Book Review: Al Jaffee's Mad Life: A Biography

Al Jaffee is a tireless satirist, inventor of the MAD magazine “fold-in” & my all-time favorite cartoonist. At 89, he is MAD magazine’s oldest & most prolific artist, having actively contributed to it for over five decades. His biography titled Al Jaffee's Mad Life tells the tragic story of this creator of incredibly funny cartoons and how this “master adapter” has surmounted overwhelming odds.

His childhood was short-lived as he had a neglectant mother (an ultra-orthodox Jew) & a caring but absent father. His mother uprooted him & his three brothers from the US & the twentieth century and moved them to their native country of Lithuania which was still in the nineteenth century in terms of development. His father’s career as a manager at a department store took a hit and progressively went from bad to worse after he had to transport his family back to the US not once but twice. Despite flitting between countries & cultures, Al adapted well to difficult & changing circumstances. The turning point in his life came in 1935 when his drawing talent secured him a place in a prestigious art school in New York. Due to family pressures, he had to turn paterfamilias but all did not go well for him, his father & three brothers.

Al is a survivor who has braved huge odds. Inspite of his personal challenges, he has been regaling comic lovers worldwide with his unique brand of satire.

To me, Jaffee’s style of biting satire & mostly “anti-adult” themes is the cartooning equivalent of British writer Saki’s short stories. The blurb on the book’s cover flap neatly summarizes Al’s achievement -
To date he has pickled three generations of American kids in the brine of satire, and continues to bring millions of childhoods to untimely ends with the knowledge that parents are hypocrites, teachers are dummies, politicians are liars, and life isn’t fair.

This biography is sensitively written by Mary-lou Weisman, a friend of Al Jaffee for thirty years. She touchingly covers the highs & lows of Al’s roller-coaster life.

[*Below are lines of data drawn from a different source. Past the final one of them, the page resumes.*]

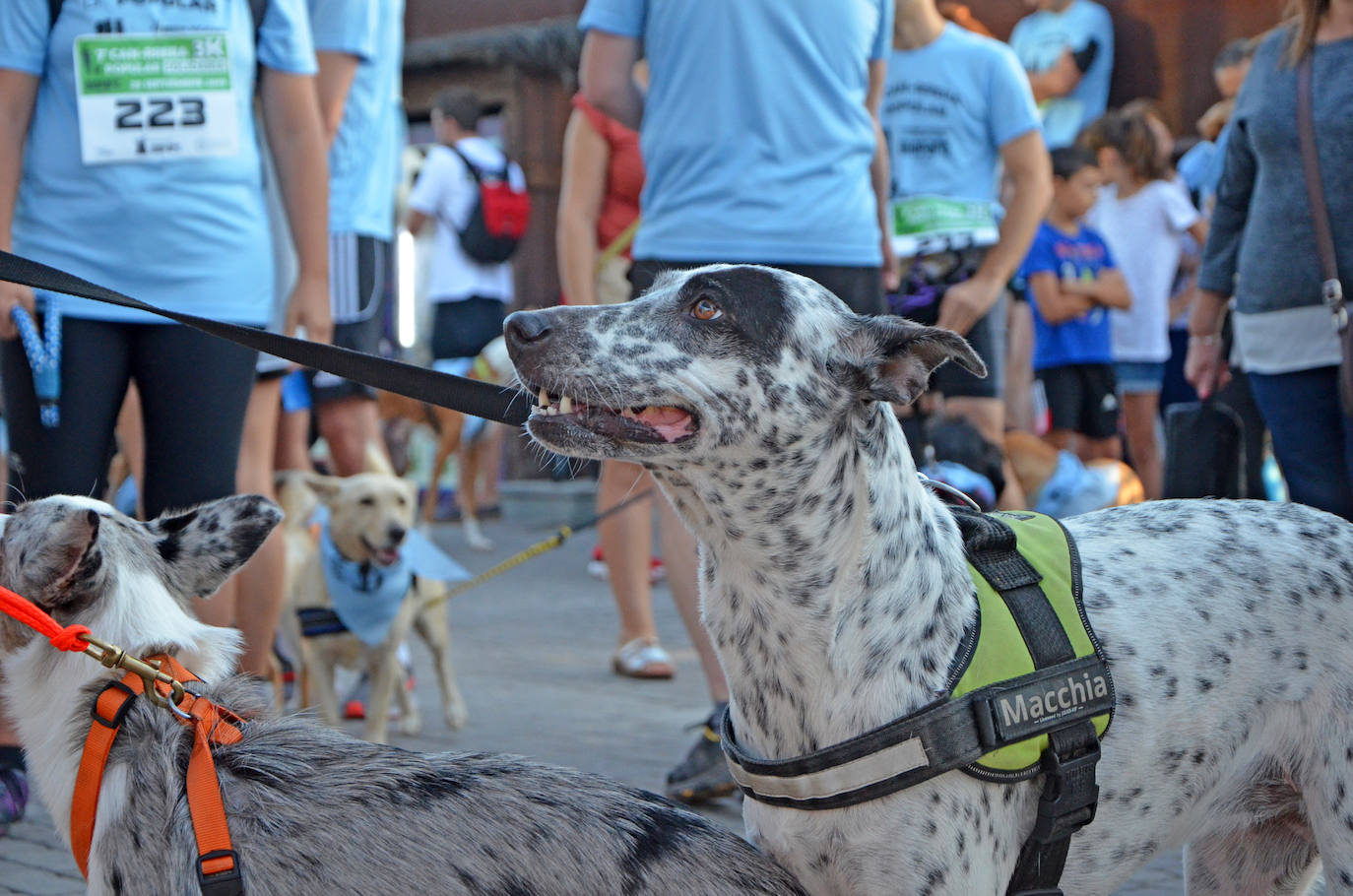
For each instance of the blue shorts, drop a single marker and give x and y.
(1139, 376)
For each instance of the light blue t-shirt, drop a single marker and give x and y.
(188, 234)
(364, 159)
(755, 134)
(948, 108)
(1039, 40)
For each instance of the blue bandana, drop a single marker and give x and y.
(1073, 488)
(365, 596)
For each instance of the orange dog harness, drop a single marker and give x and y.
(218, 865)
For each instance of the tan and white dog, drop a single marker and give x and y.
(352, 569)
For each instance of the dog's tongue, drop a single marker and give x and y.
(670, 422)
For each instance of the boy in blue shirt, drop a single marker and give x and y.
(1071, 283)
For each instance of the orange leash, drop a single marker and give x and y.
(218, 865)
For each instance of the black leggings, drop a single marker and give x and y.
(194, 391)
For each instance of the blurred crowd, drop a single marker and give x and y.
(1154, 309)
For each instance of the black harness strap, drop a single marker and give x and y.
(458, 393)
(1069, 791)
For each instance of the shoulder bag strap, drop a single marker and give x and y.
(1316, 190)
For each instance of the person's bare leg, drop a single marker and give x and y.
(988, 416)
(1019, 367)
(626, 543)
(131, 437)
(293, 441)
(1139, 421)
(680, 556)
(490, 465)
(350, 425)
(260, 582)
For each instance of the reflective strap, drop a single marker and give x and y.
(838, 780)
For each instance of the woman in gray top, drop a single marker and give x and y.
(1262, 250)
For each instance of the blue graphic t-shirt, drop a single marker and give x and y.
(948, 108)
(1039, 40)
(755, 136)
(1084, 340)
(141, 168)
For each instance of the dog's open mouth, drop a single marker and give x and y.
(384, 555)
(652, 423)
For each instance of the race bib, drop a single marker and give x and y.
(930, 224)
(155, 96)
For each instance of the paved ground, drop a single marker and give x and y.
(532, 654)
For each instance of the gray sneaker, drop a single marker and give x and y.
(704, 773)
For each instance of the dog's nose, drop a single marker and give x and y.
(524, 328)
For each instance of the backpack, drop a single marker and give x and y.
(498, 219)
(256, 10)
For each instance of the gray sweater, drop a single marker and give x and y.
(1262, 245)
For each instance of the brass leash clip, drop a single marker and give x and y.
(114, 657)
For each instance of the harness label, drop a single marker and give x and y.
(1041, 704)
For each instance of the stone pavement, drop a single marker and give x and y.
(532, 654)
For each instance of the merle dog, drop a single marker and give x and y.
(311, 811)
(836, 593)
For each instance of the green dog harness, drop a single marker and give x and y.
(1028, 693)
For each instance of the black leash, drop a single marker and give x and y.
(467, 396)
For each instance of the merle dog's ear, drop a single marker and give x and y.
(205, 545)
(890, 358)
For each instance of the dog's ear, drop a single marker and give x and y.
(890, 358)
(205, 545)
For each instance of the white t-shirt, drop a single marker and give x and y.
(1143, 233)
(447, 191)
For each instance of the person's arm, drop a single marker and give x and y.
(295, 133)
(18, 93)
(1055, 302)
(881, 175)
(1031, 173)
(335, 80)
(607, 75)
(1107, 288)
(582, 191)
(1061, 79)
(415, 221)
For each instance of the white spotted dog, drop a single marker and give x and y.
(836, 592)
(310, 811)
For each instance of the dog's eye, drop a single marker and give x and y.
(705, 309)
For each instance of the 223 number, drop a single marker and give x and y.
(160, 111)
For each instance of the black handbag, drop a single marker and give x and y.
(1330, 288)
(1204, 451)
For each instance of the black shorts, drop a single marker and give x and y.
(861, 288)
(1081, 398)
(194, 391)
(464, 328)
(360, 285)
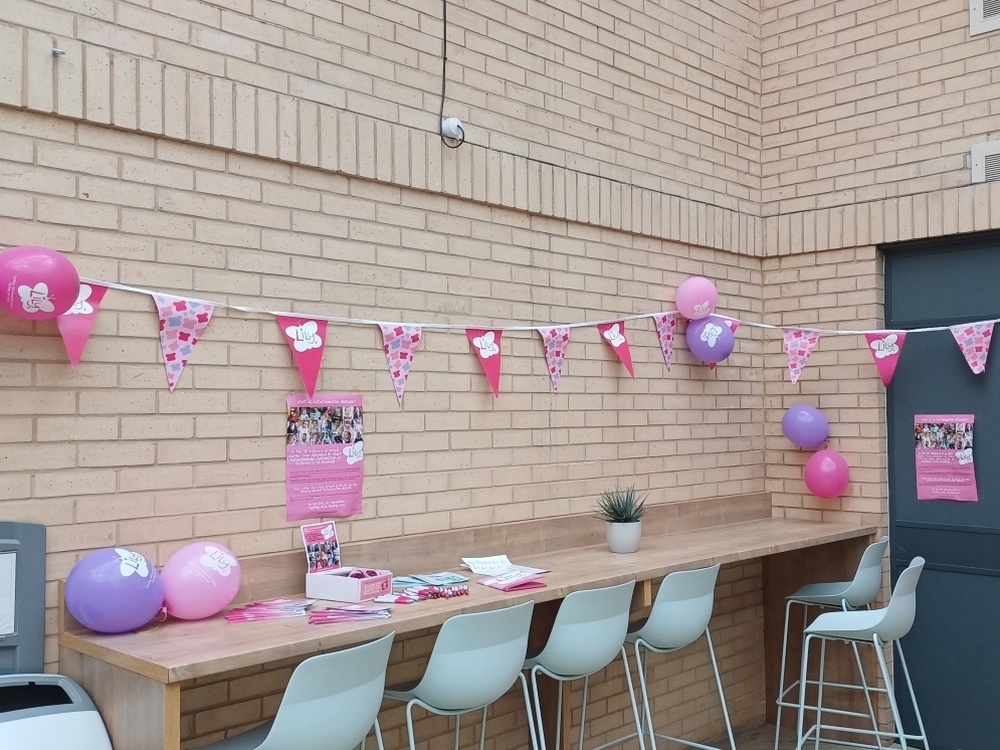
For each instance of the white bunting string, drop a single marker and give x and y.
(464, 326)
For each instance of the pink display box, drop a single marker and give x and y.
(337, 585)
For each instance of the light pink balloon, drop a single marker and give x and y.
(200, 580)
(37, 283)
(696, 298)
(826, 474)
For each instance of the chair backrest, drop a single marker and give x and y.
(476, 658)
(332, 700)
(682, 608)
(867, 581)
(898, 615)
(588, 631)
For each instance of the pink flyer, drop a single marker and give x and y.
(945, 470)
(324, 456)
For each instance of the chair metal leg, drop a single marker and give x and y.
(913, 697)
(482, 730)
(722, 695)
(800, 738)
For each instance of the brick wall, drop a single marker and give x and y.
(285, 156)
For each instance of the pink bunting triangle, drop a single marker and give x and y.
(974, 341)
(399, 343)
(486, 345)
(734, 326)
(666, 327)
(76, 323)
(614, 335)
(305, 338)
(182, 322)
(555, 340)
(885, 348)
(798, 347)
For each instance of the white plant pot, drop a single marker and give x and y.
(624, 537)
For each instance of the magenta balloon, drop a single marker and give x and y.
(37, 283)
(826, 474)
(696, 298)
(710, 340)
(805, 426)
(114, 590)
(200, 580)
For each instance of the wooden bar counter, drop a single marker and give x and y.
(135, 679)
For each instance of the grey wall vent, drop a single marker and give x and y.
(986, 162)
(984, 15)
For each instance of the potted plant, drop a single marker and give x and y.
(622, 511)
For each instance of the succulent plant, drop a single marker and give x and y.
(621, 505)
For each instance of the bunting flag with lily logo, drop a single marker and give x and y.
(76, 323)
(399, 342)
(182, 322)
(614, 335)
(305, 338)
(486, 344)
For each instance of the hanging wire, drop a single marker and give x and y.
(444, 81)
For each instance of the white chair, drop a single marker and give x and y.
(587, 635)
(876, 628)
(476, 658)
(860, 591)
(345, 684)
(679, 617)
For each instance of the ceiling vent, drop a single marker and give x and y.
(984, 15)
(986, 162)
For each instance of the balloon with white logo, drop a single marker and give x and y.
(696, 298)
(114, 590)
(37, 283)
(710, 339)
(200, 580)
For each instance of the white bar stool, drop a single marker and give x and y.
(847, 595)
(679, 617)
(876, 628)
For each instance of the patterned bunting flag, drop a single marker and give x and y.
(486, 345)
(734, 326)
(798, 347)
(76, 323)
(614, 335)
(555, 341)
(306, 338)
(974, 341)
(666, 327)
(399, 343)
(182, 322)
(885, 348)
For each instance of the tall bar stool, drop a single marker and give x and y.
(587, 635)
(860, 591)
(343, 688)
(476, 658)
(876, 628)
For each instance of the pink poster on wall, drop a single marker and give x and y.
(945, 470)
(324, 456)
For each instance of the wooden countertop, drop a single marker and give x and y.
(174, 651)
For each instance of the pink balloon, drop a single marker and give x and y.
(696, 298)
(200, 580)
(37, 283)
(826, 474)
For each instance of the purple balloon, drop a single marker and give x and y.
(710, 339)
(114, 590)
(805, 426)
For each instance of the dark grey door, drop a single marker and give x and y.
(952, 651)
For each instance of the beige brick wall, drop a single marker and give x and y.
(284, 155)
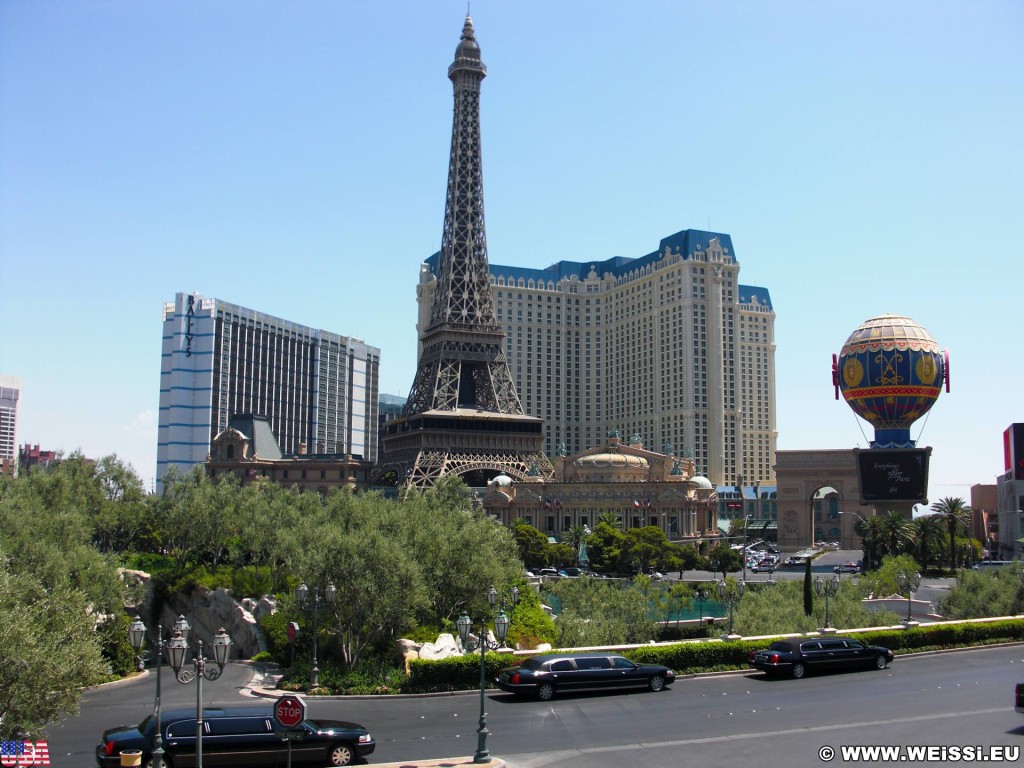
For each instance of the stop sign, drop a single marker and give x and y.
(290, 711)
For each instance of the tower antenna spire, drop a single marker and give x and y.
(463, 416)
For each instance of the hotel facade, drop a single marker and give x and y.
(669, 346)
(317, 389)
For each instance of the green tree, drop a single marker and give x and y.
(928, 536)
(601, 612)
(869, 530)
(885, 580)
(531, 546)
(956, 514)
(530, 624)
(603, 548)
(576, 537)
(979, 594)
(561, 555)
(689, 558)
(778, 608)
(726, 560)
(895, 534)
(645, 548)
(48, 652)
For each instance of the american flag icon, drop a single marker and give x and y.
(24, 754)
(11, 753)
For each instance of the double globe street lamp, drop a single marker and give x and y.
(828, 588)
(302, 594)
(136, 636)
(177, 651)
(465, 625)
(731, 595)
(909, 584)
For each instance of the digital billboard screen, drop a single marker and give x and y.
(893, 475)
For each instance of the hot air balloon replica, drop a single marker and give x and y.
(891, 372)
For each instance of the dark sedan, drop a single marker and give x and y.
(799, 656)
(548, 674)
(237, 735)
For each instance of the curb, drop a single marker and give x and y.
(441, 763)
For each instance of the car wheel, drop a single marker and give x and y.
(341, 754)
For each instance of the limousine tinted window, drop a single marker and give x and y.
(182, 728)
(238, 726)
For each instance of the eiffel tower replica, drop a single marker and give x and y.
(463, 415)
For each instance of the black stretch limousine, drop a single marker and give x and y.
(236, 735)
(547, 674)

The book of 200+ pages has over 70 original illustrations by Al.

I highly recommend this book to those who love Al Jaffee’s phenomenal work in MAD magazine or have a professional interest in cartooning.

A relatively cheap way of checking Al Jaffee’s work over five decades is to get yourself (like I did) a DVD compilation of over 600 issues of MAD Magazines in digital format from 1952 to 2006. It is titled Absolutely MAD Magazine - 50+ Years & costs less than 30 bucks.